What’s the big deal about salt?
Salt is used in many parts of the country because it lowers the freezing temperature of water and therefore can help accelerate the melting process of snow and ice. However, after it’s spread on roads or sidewalks, all of that salt has to go somewhere, and most of it washes into the storm sewer and gets deposited into the nearest river. There, it can harm freshwater fish, frogs and other wildlife that aren’t acclimated to salty water, and can reduce water circulation and oxygen levels in lakes and ponds (because salt affects water’s density). At the road level, salt can dehydrate and kill trees and plants growing next to roadways, and there’s some evidence that it could hasten invasion of non-native plant species.
Historically, Oregon has opted for more environmentally friendly and less corrosive options on snow-covered roads, but ODOT announced in December that it would begin using salt more widely in specific problem areas across the state, and last week PBOT tested salt on several roadways.
The debate about salt is sure to continue through the winter months and as climate change brings more frequent severe weather systems, but one area where you can have an immediate impact is at home.
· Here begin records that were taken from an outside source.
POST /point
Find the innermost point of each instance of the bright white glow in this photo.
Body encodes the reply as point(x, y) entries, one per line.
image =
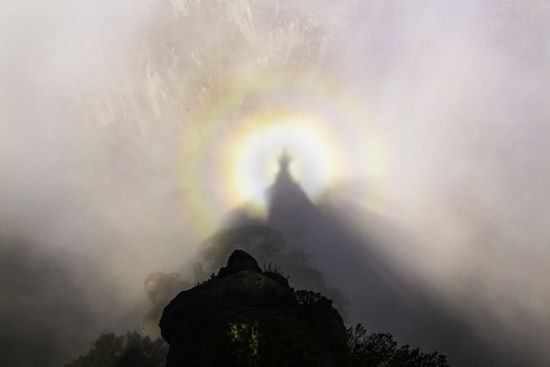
point(256, 160)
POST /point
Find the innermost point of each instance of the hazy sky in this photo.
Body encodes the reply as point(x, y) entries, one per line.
point(129, 130)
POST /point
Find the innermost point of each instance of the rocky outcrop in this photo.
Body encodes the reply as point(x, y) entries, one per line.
point(247, 317)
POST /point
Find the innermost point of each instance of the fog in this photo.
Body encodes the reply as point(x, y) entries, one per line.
point(113, 117)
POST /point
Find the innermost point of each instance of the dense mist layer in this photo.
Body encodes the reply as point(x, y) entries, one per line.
point(108, 112)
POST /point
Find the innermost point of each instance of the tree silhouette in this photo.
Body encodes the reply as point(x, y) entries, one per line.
point(129, 350)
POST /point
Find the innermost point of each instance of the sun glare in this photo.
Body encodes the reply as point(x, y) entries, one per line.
point(254, 159)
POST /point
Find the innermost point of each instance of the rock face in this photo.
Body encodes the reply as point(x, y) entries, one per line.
point(246, 317)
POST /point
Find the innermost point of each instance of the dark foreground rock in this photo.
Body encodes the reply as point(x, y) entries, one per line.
point(247, 317)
Try these river-friendly alternatives to keep your sidewalks and walkways ice-free:
- Pickle brine: Similar to traditional rock salt, brine can melt ice at temperatures as low as -6F°, but it reduces the amount of chloride released into the environment by 14- to 29-percent. Pre-wetting with this substance prevents snow and ice from bonding with pavement, making the ice easier to chip off and remove.
- Alfalfa meal: This natural ice melting option is usually used as a fertilizer, so if used in excess it can add unwanted nutrients into the water system. It’s grainy so it will provide traction and is extremely effective when used in moderation. Look for it at your nearest garden center or pet store.
- Coffee grounds: Save your grounds or ask your local coffee shop for a bag to sprinkle on your icy sidewalks. They’ll provide traction and the darker colors will absorb more heat and help to melt snow and ice.
The best option is simply to shovel your walkways before the snow gets too packed down or turns to ice. If you can’t do it yourself, hire a young neighbor to help – they could probably use something to do while they’re out of school.